Résultat, les déchets collectés sont réacheminés vers une quinzaine de sites extérieurs, indique le Syctom.

- "Je vivrai pauvre" -

Les grévistes restent déterminés à poursuivre leur action au moins jusqu'à mercredi, jour d'examen du texte en commission mixte paritaire.

"On est dehors tous les jours, on travaille qu'il pleuve, qu'il neige ou qu'il vente", décrit Nabil Latreche, éboueur de 44 ans. "Quand on est derrière la benne, on respire des choses volatiles, on a beaucoup de maladies professionnelles, de cancers. Le travail est pénible."

Murielle Gaeremynck, une femme menue de 56 ans dont 20 comme éboueuse, énumère les chutes de la marche du camion, les tendinites à répétition des balayeurs ou, comme elle, des conducteurs de petits engins "aux suspensions pourries".

A la retraite, "je sais que je vivrai pauvre", avec une pension de 1.200 euros grand maximum, se désole-t-elle.

La CGT rappelle que les éboueurs et les conducteurs peuvent pour l'heure prétendre à la retraite à 57 ans sans bonification, un âge repoussé à 59 ans en cas d'adoption de la réforme.

C'est aussi pour une revalorisation indiciaire que les éboueurs sont mobilisés, expliquent les grévistes sur place. Leur déroulement de carrière se négocie directement avec la mairie.

"Ils ont trouvé de l'argent pour nous envoyer en première ligne pendant le Covid, qu'ils nous disent pas aujourd'hui chez Hildago qu'ils n'ont pas d'argent", commente Nabil Latreche.
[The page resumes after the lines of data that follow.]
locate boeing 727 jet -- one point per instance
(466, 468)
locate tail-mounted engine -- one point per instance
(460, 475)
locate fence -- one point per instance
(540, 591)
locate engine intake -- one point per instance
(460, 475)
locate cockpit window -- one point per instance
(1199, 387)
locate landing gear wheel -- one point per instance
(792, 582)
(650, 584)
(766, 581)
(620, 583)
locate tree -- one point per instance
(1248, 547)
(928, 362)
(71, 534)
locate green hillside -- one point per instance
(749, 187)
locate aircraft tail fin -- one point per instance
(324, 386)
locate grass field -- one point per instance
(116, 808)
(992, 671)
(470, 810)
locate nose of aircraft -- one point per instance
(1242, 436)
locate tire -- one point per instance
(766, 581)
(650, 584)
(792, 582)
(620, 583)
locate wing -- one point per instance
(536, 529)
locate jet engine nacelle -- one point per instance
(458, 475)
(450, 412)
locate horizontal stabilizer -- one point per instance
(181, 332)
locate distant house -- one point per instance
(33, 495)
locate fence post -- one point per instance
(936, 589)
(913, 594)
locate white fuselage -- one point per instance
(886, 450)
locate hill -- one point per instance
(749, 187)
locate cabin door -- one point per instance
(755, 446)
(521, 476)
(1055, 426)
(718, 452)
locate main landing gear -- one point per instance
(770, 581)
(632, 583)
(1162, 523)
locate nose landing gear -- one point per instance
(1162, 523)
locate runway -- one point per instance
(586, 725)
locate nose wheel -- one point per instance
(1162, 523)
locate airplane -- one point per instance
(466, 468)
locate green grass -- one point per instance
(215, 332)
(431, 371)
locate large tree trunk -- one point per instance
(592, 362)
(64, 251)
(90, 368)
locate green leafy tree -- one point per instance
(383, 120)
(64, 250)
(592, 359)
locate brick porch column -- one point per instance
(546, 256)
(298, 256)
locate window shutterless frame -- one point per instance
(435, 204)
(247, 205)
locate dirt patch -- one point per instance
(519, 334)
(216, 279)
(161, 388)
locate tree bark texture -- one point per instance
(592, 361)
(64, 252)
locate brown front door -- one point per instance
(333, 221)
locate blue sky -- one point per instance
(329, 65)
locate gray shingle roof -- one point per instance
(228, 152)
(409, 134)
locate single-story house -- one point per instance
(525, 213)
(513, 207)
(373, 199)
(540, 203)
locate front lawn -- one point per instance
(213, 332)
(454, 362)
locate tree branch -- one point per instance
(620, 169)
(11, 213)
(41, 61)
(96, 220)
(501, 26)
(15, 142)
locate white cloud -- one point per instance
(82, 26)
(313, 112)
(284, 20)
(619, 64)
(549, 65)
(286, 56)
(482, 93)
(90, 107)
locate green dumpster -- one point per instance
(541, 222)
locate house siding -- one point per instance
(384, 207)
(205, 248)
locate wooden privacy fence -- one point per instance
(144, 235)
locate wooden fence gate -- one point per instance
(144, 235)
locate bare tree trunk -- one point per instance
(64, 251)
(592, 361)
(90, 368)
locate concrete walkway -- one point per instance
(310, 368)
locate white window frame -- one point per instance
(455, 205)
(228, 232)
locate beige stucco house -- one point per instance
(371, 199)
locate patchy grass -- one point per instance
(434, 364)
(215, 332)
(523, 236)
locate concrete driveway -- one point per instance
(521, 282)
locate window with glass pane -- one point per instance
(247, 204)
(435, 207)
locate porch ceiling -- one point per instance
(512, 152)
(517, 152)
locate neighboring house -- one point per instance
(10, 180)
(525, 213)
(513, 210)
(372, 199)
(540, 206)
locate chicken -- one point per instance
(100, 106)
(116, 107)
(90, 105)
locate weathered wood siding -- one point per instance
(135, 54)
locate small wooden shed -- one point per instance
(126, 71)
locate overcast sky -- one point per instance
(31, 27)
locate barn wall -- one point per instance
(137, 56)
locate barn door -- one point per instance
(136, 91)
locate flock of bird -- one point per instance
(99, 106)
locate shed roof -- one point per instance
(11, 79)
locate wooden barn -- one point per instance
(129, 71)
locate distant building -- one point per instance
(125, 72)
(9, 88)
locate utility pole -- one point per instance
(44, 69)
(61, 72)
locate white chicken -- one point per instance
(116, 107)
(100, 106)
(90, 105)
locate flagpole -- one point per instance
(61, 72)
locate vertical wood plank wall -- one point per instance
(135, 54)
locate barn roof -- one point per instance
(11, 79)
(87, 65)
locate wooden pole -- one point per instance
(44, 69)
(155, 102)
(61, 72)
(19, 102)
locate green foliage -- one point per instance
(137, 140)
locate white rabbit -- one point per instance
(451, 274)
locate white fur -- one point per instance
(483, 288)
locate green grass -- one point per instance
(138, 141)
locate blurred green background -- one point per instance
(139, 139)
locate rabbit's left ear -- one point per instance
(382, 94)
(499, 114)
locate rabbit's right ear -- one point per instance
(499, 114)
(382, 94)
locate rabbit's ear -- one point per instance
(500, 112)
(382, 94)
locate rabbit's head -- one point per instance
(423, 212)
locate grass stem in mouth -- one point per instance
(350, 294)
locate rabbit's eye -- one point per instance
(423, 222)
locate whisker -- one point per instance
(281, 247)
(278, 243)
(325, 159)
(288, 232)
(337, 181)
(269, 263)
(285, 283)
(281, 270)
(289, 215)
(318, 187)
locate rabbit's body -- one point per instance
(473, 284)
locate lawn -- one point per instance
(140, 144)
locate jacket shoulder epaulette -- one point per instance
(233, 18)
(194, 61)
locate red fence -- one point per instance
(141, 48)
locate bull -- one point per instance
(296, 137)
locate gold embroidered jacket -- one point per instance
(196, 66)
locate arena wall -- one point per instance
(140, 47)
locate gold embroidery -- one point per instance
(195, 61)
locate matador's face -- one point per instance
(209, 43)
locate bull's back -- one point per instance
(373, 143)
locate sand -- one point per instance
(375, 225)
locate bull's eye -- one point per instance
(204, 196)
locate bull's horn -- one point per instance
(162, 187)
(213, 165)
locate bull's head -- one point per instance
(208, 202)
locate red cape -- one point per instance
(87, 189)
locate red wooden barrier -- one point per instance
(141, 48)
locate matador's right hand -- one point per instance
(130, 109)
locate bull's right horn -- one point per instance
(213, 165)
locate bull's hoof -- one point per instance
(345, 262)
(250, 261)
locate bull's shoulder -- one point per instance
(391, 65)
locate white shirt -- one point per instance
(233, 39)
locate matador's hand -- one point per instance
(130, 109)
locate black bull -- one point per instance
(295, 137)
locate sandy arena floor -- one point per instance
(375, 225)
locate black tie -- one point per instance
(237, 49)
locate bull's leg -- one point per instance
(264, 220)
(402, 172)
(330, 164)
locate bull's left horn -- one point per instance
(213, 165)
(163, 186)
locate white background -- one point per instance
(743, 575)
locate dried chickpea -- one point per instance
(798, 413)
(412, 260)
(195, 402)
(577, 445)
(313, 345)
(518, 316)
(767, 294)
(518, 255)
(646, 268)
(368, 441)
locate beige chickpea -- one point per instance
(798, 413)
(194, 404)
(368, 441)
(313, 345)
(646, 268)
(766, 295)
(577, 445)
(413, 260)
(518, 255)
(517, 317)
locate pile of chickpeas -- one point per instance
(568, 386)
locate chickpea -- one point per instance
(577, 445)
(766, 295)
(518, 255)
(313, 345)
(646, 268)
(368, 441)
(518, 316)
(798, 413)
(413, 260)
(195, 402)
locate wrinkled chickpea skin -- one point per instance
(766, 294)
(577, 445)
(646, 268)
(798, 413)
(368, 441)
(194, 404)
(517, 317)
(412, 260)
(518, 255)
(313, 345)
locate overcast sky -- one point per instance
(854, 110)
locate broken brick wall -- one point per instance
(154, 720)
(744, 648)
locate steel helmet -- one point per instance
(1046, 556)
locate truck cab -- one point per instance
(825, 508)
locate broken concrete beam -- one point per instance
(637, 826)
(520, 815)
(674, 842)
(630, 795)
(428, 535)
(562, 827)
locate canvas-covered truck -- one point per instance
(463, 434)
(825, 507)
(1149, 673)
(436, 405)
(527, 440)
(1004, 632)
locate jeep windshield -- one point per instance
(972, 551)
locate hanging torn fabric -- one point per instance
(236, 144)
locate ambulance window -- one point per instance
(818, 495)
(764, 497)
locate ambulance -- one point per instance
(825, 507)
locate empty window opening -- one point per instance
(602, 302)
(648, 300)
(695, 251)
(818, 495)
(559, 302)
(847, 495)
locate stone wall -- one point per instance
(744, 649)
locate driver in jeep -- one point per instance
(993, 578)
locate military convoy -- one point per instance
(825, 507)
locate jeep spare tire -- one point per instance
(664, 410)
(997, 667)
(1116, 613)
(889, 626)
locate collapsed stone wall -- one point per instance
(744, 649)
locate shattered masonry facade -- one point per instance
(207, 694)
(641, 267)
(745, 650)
- Les agents réquisitionnés? -

La maire PS de Paris se retrouve dans une situation inconfortable, elle qui a décrété la mairie "solidaire avec le mouvement social".

"Ce n'est pas une situation totalement surprenante dès lors que la maire de Paris avait encouragé les agents à faire grève", a taclé sur France Inter le ministre des Comptes publics Gabriel Attal, citant les réquisitions d'agents parmi les mesures possibles à prendre.

L'opposante LR Rachida Dati réclame "la mise en place d'un service minimum pour le ramassage des ordures" et, dans l'immédiat, "de faire appel à des entreprises d'insertion".

Service minimum ou prestations, "c'est interdit sur le plan juridique", a répondu le premier adjoint (PS) Emmanuel Grégoire pour qui les réquisitions sont "une initiative et compétence légale qui relèvent de l'Etat".

Au ministre des Transports Clément Beaune qui pourfend un "énième exemple d'inaction et de mépris des Parisiens", Emmanuel Grégoire accuse le gouvernement d'une "très grossière instrumentalisation".

"C'est une situation nationale à laquelle d'autres villes sont confrontées", souligne le bras droit d'Anne Hidalgo en citant Nantes, Antibes, Saint-Brieuc ou ... Le Havre, ville d'Edouard Philippe, l'ancien Premier ministre d'Emmanuel Macron.